Canada and the U.S. will meet in the gold medal game late on Wednesday night in North America. Should Canada win—and they're the favorites—it'll be a deserved win, a testament to the real, noticeable work the program has put in to improve after some disappointments in international tournaments and subsequent leadership changes. (Canada won silver in Pyeongchang in 2018 and a bronze at the world championships in 2019; Kingsbury took over as GM in the summer of 2018 and named Troy Ryan head coach in 2020.)
The Canada we're seeing now plays an unafraid style defined by transition speed and aggression, including on the penalty kill, where they always look to generate shorthanded chances. Speed always carries risk, and the Americans showed in their group-stage game that they'll try to exploit any mistakes Canada might make in the defensive zone. But unlike with the U.S., you never get the impression this Canadian team is frustrated or tense. Their offensive zone movement has this fluid, positionless quality to it, and the players don't seem bound to a rigid system. "In the past, I think we were a little bit fearful of making mistakes," veteran defender Jocelyn Larocque said. "And honestly, this environment that Troy Ryan, our coaches, Gina Kingsbury have set out, it’s an environment where people can be creative, within structure, but people aren’t scared to make mistakes."
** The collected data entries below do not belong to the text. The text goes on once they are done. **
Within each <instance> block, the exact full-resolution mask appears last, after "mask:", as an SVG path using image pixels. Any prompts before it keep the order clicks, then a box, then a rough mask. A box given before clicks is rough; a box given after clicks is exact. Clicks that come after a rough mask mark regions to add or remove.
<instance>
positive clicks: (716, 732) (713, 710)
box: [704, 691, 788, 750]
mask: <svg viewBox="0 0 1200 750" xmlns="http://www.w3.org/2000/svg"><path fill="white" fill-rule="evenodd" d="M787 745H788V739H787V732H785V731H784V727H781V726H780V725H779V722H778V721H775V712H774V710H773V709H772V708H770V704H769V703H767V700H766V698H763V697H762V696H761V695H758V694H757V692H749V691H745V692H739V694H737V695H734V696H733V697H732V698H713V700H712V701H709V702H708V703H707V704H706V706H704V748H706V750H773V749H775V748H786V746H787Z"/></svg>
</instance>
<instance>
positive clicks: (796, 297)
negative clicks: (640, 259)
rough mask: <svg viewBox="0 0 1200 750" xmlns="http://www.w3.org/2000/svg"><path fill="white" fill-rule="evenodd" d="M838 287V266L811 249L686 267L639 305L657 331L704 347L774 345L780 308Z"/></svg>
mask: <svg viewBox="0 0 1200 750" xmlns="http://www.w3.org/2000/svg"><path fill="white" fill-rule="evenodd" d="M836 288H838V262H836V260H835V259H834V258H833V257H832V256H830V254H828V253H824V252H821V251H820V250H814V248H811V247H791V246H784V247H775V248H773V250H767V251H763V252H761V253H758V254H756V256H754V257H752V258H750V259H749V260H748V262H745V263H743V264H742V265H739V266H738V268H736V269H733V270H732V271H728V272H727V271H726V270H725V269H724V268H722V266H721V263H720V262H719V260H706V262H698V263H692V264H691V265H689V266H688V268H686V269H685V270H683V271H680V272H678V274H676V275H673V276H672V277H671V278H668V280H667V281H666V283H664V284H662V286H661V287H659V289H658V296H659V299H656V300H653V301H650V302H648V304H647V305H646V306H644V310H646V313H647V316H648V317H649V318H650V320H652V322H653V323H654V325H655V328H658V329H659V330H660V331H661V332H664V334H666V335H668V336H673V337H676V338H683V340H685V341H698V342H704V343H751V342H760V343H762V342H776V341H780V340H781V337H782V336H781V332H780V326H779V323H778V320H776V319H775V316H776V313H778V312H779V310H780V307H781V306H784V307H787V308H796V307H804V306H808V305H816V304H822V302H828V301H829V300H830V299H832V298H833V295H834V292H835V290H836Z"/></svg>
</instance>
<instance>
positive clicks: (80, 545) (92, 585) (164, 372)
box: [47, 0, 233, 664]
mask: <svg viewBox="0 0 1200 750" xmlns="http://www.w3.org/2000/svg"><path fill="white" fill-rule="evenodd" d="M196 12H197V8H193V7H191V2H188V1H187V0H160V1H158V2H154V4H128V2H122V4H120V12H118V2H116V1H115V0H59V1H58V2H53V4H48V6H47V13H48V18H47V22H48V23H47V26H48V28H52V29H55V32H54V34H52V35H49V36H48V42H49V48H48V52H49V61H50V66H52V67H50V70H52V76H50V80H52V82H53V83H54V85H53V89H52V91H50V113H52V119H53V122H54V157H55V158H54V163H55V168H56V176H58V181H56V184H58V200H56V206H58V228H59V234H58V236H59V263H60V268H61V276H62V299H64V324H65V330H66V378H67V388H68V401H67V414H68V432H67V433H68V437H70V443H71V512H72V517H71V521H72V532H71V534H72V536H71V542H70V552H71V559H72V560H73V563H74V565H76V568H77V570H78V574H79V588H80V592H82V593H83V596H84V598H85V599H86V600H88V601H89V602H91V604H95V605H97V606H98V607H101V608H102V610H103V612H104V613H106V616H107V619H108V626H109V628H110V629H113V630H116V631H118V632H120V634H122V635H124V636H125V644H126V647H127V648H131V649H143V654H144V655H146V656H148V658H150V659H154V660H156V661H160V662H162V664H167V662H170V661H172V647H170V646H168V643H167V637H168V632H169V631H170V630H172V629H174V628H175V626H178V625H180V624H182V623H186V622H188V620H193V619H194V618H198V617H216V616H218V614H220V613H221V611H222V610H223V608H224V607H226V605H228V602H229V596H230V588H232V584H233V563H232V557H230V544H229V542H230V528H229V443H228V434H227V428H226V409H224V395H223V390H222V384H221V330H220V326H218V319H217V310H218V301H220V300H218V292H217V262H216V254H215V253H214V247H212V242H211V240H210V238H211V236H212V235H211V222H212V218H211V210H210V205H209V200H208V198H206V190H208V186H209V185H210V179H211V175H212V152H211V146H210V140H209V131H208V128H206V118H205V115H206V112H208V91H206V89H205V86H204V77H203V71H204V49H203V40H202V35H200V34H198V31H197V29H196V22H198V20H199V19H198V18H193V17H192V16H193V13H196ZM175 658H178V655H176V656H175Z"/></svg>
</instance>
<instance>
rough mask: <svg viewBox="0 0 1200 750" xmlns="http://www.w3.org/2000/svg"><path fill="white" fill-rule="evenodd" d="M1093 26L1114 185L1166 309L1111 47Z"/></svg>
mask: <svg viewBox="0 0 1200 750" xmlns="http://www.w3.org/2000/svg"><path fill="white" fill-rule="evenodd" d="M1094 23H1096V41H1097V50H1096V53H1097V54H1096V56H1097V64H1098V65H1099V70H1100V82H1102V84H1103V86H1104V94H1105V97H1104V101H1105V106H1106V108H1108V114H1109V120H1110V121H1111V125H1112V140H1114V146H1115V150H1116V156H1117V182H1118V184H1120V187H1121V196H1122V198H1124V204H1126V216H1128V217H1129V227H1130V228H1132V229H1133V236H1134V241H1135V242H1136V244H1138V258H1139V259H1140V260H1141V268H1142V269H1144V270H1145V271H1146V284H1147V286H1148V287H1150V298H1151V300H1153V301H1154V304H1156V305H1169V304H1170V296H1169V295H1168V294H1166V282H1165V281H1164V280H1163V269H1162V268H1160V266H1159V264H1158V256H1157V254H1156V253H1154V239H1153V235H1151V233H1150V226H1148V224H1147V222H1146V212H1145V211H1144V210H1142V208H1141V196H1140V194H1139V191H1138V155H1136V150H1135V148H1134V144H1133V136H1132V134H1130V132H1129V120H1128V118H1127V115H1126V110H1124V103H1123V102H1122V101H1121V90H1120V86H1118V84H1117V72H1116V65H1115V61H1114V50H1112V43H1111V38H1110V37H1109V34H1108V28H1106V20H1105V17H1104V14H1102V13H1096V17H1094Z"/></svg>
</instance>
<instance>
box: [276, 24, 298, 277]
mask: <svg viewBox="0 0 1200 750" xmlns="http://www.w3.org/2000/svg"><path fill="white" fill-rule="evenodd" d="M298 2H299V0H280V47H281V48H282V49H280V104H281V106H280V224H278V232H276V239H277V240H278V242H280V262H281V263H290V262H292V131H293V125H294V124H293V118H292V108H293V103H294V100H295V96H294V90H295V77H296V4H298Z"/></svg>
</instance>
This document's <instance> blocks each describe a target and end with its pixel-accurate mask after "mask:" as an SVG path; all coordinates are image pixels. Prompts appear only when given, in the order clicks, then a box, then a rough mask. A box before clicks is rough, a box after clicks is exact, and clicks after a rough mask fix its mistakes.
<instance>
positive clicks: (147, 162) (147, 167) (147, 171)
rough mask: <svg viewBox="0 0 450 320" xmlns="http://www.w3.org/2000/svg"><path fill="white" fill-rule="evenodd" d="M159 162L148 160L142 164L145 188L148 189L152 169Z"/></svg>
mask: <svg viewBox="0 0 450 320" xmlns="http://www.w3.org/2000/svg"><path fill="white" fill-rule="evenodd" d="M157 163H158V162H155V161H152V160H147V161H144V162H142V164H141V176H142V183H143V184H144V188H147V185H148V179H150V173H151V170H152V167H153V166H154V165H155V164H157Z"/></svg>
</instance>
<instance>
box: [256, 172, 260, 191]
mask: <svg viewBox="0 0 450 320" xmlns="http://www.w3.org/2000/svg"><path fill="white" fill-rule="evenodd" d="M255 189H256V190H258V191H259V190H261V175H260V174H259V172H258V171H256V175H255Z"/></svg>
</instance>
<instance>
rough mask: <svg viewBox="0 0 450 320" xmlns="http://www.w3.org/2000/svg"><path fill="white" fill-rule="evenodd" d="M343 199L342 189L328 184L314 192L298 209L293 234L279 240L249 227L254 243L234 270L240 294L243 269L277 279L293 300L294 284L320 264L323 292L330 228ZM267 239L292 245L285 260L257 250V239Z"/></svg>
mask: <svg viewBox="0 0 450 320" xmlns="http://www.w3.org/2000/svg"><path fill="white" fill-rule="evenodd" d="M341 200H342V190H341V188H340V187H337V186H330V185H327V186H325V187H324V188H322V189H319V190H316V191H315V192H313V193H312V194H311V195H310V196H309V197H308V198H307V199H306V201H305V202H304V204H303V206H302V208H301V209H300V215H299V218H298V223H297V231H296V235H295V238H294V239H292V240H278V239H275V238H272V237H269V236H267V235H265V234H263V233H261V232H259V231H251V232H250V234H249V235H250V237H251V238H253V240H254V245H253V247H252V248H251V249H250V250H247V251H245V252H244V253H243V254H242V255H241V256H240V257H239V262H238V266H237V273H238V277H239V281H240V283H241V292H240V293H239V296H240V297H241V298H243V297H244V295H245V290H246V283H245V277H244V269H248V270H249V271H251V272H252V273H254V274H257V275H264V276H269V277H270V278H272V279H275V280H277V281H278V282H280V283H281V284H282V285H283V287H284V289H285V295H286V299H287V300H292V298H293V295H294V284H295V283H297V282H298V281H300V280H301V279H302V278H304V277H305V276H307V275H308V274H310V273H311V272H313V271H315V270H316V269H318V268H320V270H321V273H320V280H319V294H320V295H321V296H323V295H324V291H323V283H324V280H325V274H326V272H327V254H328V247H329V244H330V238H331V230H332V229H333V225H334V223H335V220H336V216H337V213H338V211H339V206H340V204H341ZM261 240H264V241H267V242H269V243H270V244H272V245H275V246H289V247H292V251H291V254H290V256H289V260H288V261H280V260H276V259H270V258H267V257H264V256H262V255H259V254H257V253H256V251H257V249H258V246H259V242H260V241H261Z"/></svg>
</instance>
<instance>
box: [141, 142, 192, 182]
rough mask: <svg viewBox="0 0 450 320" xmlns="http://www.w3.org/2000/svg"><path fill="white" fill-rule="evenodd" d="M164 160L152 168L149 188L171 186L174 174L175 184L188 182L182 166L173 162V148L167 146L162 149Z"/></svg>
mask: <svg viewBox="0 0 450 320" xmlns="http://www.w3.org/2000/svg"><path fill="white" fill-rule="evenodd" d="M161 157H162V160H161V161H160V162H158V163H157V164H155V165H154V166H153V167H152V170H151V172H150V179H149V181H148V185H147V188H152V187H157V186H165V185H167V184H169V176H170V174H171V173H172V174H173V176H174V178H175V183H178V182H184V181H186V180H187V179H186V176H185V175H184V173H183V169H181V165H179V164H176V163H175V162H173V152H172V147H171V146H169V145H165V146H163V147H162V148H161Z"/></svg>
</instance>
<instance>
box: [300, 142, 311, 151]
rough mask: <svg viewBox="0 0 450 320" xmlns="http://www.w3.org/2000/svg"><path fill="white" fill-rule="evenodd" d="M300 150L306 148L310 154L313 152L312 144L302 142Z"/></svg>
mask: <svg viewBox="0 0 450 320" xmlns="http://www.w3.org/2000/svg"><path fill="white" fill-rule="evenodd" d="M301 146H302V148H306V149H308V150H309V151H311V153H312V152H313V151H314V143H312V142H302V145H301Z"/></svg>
Canada's fourth goal against Switzerland (at the 1:05-mark here) was a perfect example of the team's movement and creativity: Winger Brianne Jenner passed from the point to linemate Sarah Nurse on the half wall, while Renata Fast, who plays defense, made her way to the net to deflect in Nurse's eventual shot. It's fun and fascinating hockey to watch, and the strategy has paid off. Canada's 54 goals in this tournament are an Olympic record, already beating their 48 goals scored in Vancouver. (The Americans have scored 28 through six games in Beijing.)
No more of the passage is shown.